The smell is still the same.

Lon’qu expects his knees to give beneath him, expects his breath to all punch out of him at once, but he stands stalwart as he always has.

Libra stands just as tall beside him, eyes closed. Translucent roots thread from the soles of his feet where he walks.

Somebody recognizes them at an inn, knows their names as friends of Say’ri. She offers them a round, a meal on her.

They ask only for directions to where the damage is worst.

xxx

They grow accustomed once more to sleeping in tents over hard earth. Their softened muscles ache, their skin blisters. In the evenings, as Libra practices his cooking and conversation on the townspeople, Lon’qu kneels by the river, ponders the arcana of drawing out sweat stains.

Libra trades his battleaxe for a shorter one, rough-hewn, made for splitting wood. He learns how to find good stone in ruined houses, how to mix mortar.

Lon’qu learns to steady himself off the battlefield. He carries on with women over half-peeled bushels of potatoes. Works himself with such ardor that his sleep is half-dead, dreamless. Some days, he sees no need to wear his sword.

They have less time to spend together, to sit and hold hands and simply exist. To have slow, sporadic conversations about faith, about history, about the birds that they’d been seeing. Still, Libra makes it to their tent for prayers on the bone-deep schedule of a migratory bird, and Lon’qu mostly succeeds in keeping up.

Two months in, Libra adds a prayer in perfect Chon’sin. The cap bursts off of Lon’qu’s heart.

xxx

In the village, there are orphans that need feeding. They follow them around like the ducklings on the pond, with the notable difference that ducklings don’t latch onto their parents’ legs. But Lon’qu can well handle a passenger or two. This has been Libra’s most breathless ambition, one that he has come by degrees to share.
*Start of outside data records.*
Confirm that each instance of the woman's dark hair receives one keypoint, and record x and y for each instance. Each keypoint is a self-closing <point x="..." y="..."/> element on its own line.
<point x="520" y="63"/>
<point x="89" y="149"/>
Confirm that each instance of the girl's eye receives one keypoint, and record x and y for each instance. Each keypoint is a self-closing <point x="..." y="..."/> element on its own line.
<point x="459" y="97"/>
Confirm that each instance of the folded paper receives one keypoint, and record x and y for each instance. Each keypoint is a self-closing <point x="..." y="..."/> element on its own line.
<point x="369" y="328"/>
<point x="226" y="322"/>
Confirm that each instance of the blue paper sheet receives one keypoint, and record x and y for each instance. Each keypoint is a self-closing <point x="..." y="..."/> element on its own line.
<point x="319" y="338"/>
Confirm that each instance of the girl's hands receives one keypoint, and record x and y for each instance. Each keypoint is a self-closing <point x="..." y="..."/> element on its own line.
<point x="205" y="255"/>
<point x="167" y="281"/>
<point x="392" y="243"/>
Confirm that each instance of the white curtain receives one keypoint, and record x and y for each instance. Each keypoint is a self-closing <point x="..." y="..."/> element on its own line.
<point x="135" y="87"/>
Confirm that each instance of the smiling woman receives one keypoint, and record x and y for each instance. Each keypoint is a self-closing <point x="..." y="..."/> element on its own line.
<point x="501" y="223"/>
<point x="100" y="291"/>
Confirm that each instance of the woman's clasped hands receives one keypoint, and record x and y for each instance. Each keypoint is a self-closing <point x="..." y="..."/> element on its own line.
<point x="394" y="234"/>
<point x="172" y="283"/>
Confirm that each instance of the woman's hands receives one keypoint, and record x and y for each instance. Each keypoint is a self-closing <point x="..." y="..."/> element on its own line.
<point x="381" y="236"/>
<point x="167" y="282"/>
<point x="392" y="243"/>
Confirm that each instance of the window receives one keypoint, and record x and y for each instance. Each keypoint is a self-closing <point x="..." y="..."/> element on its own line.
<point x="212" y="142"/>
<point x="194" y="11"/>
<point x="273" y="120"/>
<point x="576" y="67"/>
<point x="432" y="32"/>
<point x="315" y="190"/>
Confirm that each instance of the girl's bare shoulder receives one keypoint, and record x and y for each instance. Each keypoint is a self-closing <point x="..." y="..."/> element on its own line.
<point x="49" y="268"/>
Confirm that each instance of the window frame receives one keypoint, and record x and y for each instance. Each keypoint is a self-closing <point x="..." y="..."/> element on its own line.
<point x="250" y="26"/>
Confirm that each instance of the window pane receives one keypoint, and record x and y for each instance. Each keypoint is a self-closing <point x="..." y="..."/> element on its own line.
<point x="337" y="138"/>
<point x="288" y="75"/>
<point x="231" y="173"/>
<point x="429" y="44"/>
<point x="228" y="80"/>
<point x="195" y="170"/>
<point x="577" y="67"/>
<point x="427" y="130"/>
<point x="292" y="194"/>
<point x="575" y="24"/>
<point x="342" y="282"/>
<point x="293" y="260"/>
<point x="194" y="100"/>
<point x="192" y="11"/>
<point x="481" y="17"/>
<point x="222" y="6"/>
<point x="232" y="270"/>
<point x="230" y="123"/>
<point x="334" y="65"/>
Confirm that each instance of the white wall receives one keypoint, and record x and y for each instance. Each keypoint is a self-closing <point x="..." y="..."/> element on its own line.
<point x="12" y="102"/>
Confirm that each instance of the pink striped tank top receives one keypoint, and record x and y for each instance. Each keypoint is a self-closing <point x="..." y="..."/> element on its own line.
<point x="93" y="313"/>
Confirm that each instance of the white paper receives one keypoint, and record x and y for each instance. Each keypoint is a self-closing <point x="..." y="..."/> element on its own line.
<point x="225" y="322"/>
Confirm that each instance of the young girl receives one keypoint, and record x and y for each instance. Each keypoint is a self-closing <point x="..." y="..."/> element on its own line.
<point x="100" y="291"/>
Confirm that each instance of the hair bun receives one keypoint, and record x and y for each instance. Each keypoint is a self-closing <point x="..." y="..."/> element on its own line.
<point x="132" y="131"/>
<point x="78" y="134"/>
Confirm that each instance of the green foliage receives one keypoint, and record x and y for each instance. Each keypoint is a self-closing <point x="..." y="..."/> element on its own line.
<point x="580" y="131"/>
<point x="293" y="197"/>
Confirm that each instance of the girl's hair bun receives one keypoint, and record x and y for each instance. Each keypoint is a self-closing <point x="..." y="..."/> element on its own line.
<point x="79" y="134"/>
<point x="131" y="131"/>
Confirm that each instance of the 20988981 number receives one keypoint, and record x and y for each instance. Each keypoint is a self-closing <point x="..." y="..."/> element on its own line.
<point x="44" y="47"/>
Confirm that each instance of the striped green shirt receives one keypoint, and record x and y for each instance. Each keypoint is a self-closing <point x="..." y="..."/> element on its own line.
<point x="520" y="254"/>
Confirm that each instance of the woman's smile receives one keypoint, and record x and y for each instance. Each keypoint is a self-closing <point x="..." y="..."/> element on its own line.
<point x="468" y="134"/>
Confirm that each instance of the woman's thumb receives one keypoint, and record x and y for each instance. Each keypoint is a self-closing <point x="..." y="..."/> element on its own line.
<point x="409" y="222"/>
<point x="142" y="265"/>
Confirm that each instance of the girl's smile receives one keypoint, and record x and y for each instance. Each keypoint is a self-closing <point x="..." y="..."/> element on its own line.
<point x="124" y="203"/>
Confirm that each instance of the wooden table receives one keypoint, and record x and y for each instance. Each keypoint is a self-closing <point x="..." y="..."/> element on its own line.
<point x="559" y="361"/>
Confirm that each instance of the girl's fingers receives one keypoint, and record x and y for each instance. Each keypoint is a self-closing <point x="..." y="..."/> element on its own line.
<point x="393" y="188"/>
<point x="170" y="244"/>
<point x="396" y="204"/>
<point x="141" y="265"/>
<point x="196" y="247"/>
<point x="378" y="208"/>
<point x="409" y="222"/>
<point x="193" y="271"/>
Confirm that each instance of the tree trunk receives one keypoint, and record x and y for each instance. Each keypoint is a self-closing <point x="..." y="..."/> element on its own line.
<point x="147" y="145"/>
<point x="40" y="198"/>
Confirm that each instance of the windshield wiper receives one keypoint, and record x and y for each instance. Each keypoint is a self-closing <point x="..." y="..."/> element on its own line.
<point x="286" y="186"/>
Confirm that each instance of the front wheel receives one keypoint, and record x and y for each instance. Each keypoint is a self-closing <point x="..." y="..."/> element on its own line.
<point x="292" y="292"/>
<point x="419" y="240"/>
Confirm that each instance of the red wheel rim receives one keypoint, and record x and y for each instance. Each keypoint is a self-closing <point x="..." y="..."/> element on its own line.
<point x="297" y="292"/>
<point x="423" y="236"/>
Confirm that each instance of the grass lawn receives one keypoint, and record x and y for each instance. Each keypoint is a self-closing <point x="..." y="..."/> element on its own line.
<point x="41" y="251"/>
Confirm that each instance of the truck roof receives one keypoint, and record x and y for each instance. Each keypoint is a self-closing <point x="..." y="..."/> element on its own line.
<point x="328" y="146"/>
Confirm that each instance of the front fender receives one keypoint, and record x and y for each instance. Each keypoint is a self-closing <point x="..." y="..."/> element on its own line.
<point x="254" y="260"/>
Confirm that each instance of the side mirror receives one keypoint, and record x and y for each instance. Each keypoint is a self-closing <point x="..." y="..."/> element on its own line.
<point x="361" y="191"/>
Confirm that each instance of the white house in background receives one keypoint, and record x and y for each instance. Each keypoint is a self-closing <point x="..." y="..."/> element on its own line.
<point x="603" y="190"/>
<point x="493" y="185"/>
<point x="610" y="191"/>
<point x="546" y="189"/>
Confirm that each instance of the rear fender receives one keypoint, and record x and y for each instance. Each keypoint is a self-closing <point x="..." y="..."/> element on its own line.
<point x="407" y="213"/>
How could they possibly refuse?

There is Mai’ya, with her scruffy hair and scruffier dolls; Gen’rai, a dervish of muddy footprints and missing teeth; Qi’lin still speaking in half-sentences, full-throated crying jags. Others, older, who come around for food, for company, to hear Libra sing. But those are the three that hide behind Libra’s skirts, who crawl into their tent at night tugging blankets and shirtsleeves, pleading to be held after a nightmare. The ones that whirl around them as they work, their spread-eagle energy inverse to the things that they have seen.

Their orbit quickens, spirals in, and in time they grow attached, graft themselves into a family like the braided trunk of a bonsai.

xxx

They promise five ways to Ferox they can wait, that their battered Shepherds’ tent serves fine. That other things need building first-- a wall outside the village, a tower for the watch.

It’s peacetime, the villagers say, and make no mistake.

Libra asks them “are you certain?” and Lon’qu stands behind him, frowns. Mai’ya stares up from her perch clung to his leg, and her precious moon face pleads.

They relent, and a foundation goes up beside the river. Three rooms-- one for them, one for the children, one for both. Made from stones scrubbed clean of moss, of blood. Beams of salvaged wood. The thatch on the roof, the oil-paper windows are new.

Libra pulls every splinter Lon’qu gets learning to make furniture.

xxx

When the year is up and the village stands again, it is clear that they can’t leave. Certainly, other villages have been left in ruins, other fields burnt out and strewn with rubble. Other places need their hands--not only willing now, but skilled.

But Chrom’s promises are good ones. Money is trickling in, every emissary bearing brief, earnest letters alongside the bags of coin. Libra has leveraged some messengers too, signing his full priestly title to entreaties for missionary aid. And Lon’qu, who has proven a dab hand with hammer and tacks, will smile shyly and teach anyone who wants to know.

Besides. There’s no leaving the children. Lon’qu wears Mai’ya’s flower circlets, has cajoled Gen’rai into helping with the garden. Qi’lin reaches pudgy hands toward Libra, calling baba, baba. They stumble through their prayers at bedtime, and sometimes do not even cry out in the night.

Lying spine to sternum in their bed, Libra presses his mouth to the nape of Lon’qu’s neck. Confesses that there’s no place he’d rather be.

Lon’qu cannot help but agree with his whole heart.